SÃO PAULO - A Bolsa de Valores de São Paulo (Bovespa) luta para seguir descolada da instabilidade externa. Depois de subir mais de 1% durante a manhã, por volta 13 horas, o Ibovespa aumentava 0,20%, para 60.374 pontos, com giro financeiro em R$ 2,02 bilhões.

Valor Online |

Segundo o diretor de renda variável do FinaBank, Edson Marcellino, os investidores extrapolaram nas vendas e agora estão ajustando suas posições. No entanto, a tentativa de alta hoje esbarra na forte queda observada nos mercados americanos. Há pouco, o Dow Jones recuava 1,91% e o Nasdaq perdia 1,66%.

Além da alta no preço do petróleo, que testa novas máximas aos US$ 147 o barril, o setor financeiro também preocupa. O foco segue voltado para as financeiras hipotecárias Freddie Mac e Fannie Mae, que continuam envoltas em rumores de resgate financeiro pelo governo.

Para tentar acalmar os investidores e pôr fim aos rumores, o secretário do Tesouro dos EUA, Henry Paulson, disse que o governo não planeja intervir nas companhias. O efeito das declarações, no entanto, foi quase nulo e as ações da Fannie Mae da Freddie Mac seguem caindo mais de 20% cada em Nova York.

Segundo Marcellino, sem eventos internos de grande relevância, o direcionamento da bolsa brasileira é dado pelo cenário externo. Continua essa preocupação com o setor financeiro, que está muito comprometido por ser o grande financiador do subprime. E essa instabilidade deve durar até o final do ano.

Por aqui, o grande senão, segundo o especialista, é o comportamento da inflação, e quão eficaz está sendo o aperto monetário promovido pelo Banco Central (BC).

Na avaliação do diretor, os balanços das empresas brasileiras no segundo trimestre devem ser positivos, mas sua capacidade de impulsionar a valorização das ações é limitada, pois são um retrato de resultados passados.

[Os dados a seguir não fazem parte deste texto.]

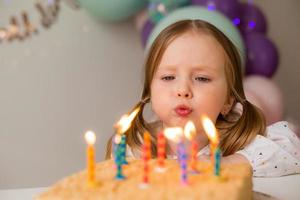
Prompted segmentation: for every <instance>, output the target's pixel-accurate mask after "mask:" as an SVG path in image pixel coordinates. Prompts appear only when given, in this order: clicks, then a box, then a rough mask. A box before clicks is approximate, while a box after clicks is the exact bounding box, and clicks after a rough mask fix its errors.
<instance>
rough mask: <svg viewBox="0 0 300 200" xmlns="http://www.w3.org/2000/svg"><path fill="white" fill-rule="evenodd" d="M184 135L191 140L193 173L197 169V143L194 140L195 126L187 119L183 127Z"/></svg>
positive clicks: (196, 172) (193, 123) (197, 151)
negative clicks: (188, 120) (184, 124)
mask: <svg viewBox="0 0 300 200" xmlns="http://www.w3.org/2000/svg"><path fill="white" fill-rule="evenodd" d="M184 135H185V137H186V138H188V139H189V140H190V141H191V169H192V172H193V173H198V172H199V171H198V170H197V154H198V148H199V147H198V143H197V141H196V128H195V125H194V123H193V122H192V121H188V122H187V123H186V125H185V127H184Z"/></svg>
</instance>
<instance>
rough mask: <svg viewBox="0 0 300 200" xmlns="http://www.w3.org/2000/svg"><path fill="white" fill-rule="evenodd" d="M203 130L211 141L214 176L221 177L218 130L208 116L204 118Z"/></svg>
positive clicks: (202, 121) (211, 149) (210, 148)
mask: <svg viewBox="0 0 300 200" xmlns="http://www.w3.org/2000/svg"><path fill="white" fill-rule="evenodd" d="M202 124H203V128H204V130H205V132H206V134H207V136H208V139H209V140H210V155H211V162H212V164H213V167H214V169H215V170H214V174H215V175H216V176H219V175H220V164H221V151H220V149H219V148H218V145H219V136H218V134H217V129H216V128H215V125H214V124H213V122H212V121H211V120H210V119H209V118H208V117H206V116H203V117H202Z"/></svg>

O pessoal acompanha mais as expectativas futuras do que o resultado passado.

Para Marcellino, os balanços do terceiro e quarto trimestre já devem refletir parte da desaceleração projetada para a economia e a turbulência do final do segundo trimestre.

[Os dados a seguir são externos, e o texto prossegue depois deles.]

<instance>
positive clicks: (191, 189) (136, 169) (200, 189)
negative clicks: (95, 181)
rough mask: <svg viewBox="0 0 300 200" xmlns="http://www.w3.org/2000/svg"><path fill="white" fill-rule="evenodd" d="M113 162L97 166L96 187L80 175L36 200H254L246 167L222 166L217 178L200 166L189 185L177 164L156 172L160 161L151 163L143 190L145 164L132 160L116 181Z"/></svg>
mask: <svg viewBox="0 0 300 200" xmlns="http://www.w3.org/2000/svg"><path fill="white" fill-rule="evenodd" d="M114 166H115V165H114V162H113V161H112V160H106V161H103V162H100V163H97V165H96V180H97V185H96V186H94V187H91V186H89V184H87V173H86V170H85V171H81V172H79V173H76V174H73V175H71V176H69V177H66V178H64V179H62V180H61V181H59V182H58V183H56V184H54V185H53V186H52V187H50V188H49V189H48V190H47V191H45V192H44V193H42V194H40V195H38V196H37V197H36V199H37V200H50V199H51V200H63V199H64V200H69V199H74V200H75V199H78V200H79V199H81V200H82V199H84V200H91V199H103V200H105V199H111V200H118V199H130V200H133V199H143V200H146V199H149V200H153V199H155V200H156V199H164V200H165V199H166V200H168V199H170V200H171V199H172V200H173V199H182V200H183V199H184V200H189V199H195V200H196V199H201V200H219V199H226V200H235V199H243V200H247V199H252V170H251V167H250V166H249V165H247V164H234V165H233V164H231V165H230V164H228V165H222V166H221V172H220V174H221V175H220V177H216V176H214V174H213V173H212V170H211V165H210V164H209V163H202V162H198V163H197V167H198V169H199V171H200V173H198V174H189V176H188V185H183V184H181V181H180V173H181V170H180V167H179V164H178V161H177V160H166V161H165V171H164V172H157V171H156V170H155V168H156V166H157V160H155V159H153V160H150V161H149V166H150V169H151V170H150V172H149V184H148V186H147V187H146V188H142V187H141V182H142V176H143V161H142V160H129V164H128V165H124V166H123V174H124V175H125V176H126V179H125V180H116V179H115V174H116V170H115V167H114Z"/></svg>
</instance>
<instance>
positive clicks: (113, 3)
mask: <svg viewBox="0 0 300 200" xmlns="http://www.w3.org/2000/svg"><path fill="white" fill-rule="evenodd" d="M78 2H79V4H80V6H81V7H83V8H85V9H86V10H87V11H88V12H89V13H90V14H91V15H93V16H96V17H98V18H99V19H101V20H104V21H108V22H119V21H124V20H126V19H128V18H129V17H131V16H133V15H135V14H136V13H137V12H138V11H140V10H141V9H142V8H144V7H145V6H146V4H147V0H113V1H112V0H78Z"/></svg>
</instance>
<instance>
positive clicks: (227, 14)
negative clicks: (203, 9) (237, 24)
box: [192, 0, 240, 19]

Sustentando o índice em território positivo, a ação PN da Petrobras apresentava valorização de 1,97%, para R$ 40,84. CSN ON subia 1,19%, para R$ 63,75, e Usiminas PNA avançava 1,74%, para R$ 74,79.

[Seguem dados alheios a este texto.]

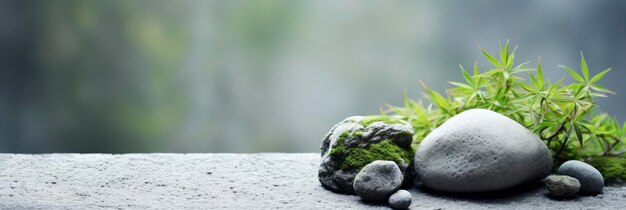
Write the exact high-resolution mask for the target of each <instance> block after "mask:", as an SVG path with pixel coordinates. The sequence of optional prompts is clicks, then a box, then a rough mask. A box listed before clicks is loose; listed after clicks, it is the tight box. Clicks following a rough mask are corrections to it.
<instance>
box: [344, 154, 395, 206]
mask: <svg viewBox="0 0 626 210" xmlns="http://www.w3.org/2000/svg"><path fill="white" fill-rule="evenodd" d="M402 180H403V177H402V172H401V171H400V168H398V165H396V163H395V162H393V161H383V160H377V161H374V162H372V163H370V164H367V165H366V166H365V167H363V169H361V171H360V172H359V173H358V174H357V175H356V177H355V178H354V192H355V193H356V194H357V195H358V196H359V197H361V198H362V199H363V200H365V201H371V202H382V201H386V200H387V199H388V198H389V196H390V195H391V194H393V193H394V192H396V191H398V189H400V186H402Z"/></svg>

Atuando em direção contrária, Vale PNA declinava 1,05%, para R$ 50,46. Bradesco PN perdia 1,36%, para R$ 31,76, e Itaú Banco desvalorizava 1,54%, para R$ 31,20. Ainda no setor financeiro, as units do Unibanco caíam 3,0%, para R$ 19,38.

No setor elétrico, Eletrobrás PNB subia 2,75%, para R$ 26,10, e Cemig PN tinha acréscimo de 1,72%, para R$ 39,49. Ganho acentuado também para Lojas Renner ON, que apontava alta de 3,53%, para R$ 28,99.

No câmbio, o dólar mantém a trajetória de queda ante o real, mas não consegue romper o piso de R$ 1,600. Há pouco, a moeda valia 1,605 na venda, baixa de 0,37%.